‘Planes, Trains, and Automobiles:’ The Greatest Thanksgiving Movie

When it comes to holiday-themed movies, Thanksgiving always seems to get the short end of the stick. Around Halloween, people watch The Shining, The Exorcist, Halloween, or Nightmare on Elm Street; around Christmas, people watch It’s a Wonderful Life, A Christmas Story, Miracle on 34th Street, or Elf; and around Valentine’s Day, people watch When Harry Met Sally, Sleepless in Seattle, or countless other rom-coms. However, when it comes to Thanksgiving, there really only is one movie to watch (excluding, of course, A Charlie Brown Thanksgiving TV special): Planes, Trains, and Automobiles.

Planes, Trains, and Automobiles was written and directed by John Hughes, creator of such classics as Ferris Bueller’s Day Off, The Breakfast Club, and Sixteen Candles. While most of Hughes’ filmography depicts the lives and struggles of adolescents, Planes, Trains, and Automobiles was a rare exception that dove into the life of a middle-aged character, Neal Page (Steve Martin). Neal is doing business in New York City just days before Thanksgiving, and is planning on catching a plane back to Chicago in order to spend the holiday with his family. However, a freak blizzard causes his flight to divert to Wichita, Kansas. Neal is forced to team up with an unintentionally obnoxious man he met back in New York City, Del Griffith (the late John Candy), a shower curtain ring salesman whose happy-go-lucky mentality greatly contrasts with Neal’s uptight persona. Over the course of the film, Del and Neal work together to get back to Chicago, and their various routes and means of transportation include, as you might surmise from the title — planes, trains, and automobiles.

The idea of a road trip movie starring two characters with starkly different personalities is nothing we haven’t seen before. In fact, since this film’s release, it has become somewhat of a cliché. However, this film has a sincerity that makes it stand far above the rest (not to mention the fact that it was released in 1987, before the clichéd rip-offs came along). First of all, Hughes’ script is both side-splittingly hilarious while also deeply sentimental. As with all of Hughes’ work, the humor consistently delivers; in fact, I personally consider this to be possibly Hughes’ funniest film (with Ferris Bueller close behind). The story’s heart, however, is what really draws the audience in and cements this film as a classic. The story is genuinely touching and contains a third-act plot twist that, while feeling a little heavy-handed, never fails to make me cry.

The characters are really what make this film special, thanks to both the excellent writing as well as the top-notch performances from Steve Martin and John Candy, possibly the two greatest comedians alive in 1987. In the hands of any other writer or actor, Neal’s neurotic tendencies would come across as degrading, but instead he is extremely relatable, truly serving as the audience’s surrogate into this story. In other hands, Candy’s Del Griffith would certainly be insufferably irritating, but instead, he is intensely lovable. Griffith is the film’s beating heart, and some of his dialogue has stuck with me for years.

Around the first act break, Neal and Del get into a massive argument (which breaks from typical film structure which would save such a scene for the final act). Neal berates Del for his constantly irritating habits, which prompts Del to go into a genuine and heartfelt monologue about how he loves himself regardless, causing Neal to feel incredibly guilty. This scene alone displays the brilliance of this film: the audience deeply empathizes with both of these characters, simultaneously agreeing and disagreeing with each of them, and vacillating moment-to-moment between laughing at Martin’s impeccable delivery and feeling genuine sympathy for Candy. By the end of the film, these men’s strong friendship is palpable and infectious, really filling you with intense emotion when the time comes for them to say a sad farewell and part ways.

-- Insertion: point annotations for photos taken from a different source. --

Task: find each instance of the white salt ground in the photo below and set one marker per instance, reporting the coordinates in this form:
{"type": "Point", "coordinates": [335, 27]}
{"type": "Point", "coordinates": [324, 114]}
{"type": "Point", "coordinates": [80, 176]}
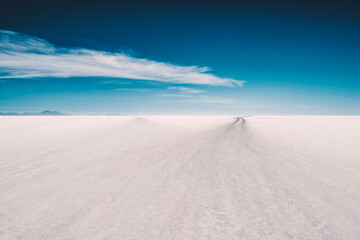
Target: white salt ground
{"type": "Point", "coordinates": [180, 177]}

Ultimately, this film is the perfect story for the whole family — except for the fact that it is rated R. But to any reader who was planning on watching this Thanksgiving treat with an elderly grandparent or small child, fear not: the film is rated R literally only due to a (brilliant) minute-long sequence. Given that Hughes wanted this film to focus on adult characters, he decided to give it an R rating. And so, he wrote one single scene where the film pivots from a PG-rating to hard-R, where for 60 glorious seconds, Steve Martin, who has reached the absolute end of his rope and is on the verge of a mental breakdown, spews out a monologue that contains the f-word around twenty times. It’s arguably the funniest moment in the film; however, if you have young children present, just be sure to turn the volume down as soon as Steve Martin gets in line at the car rental facility.

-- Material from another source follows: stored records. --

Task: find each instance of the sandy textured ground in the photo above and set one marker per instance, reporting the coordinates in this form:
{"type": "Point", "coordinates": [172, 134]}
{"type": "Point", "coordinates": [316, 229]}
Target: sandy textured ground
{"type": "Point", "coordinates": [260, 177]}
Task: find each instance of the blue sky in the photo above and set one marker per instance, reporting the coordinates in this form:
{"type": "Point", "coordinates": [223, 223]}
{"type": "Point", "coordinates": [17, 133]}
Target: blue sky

Planes, Trains, and Automobiles might be the only Thanksgiving-themed movie, but I am confident that even if there were others, it would still remain the best. The film’s humor, heart, and lovable characters make it not only one of my favorite holiday films, but one of my favorite movies of all time. I cannot recommend this movie enough. So enjoy your turkey and pumpkin pie, but don’t forget to watch this classic on Thursday.

Planes, Trains, and Automobiles is available on Amazon Prime, Sling TV, and fuboTV.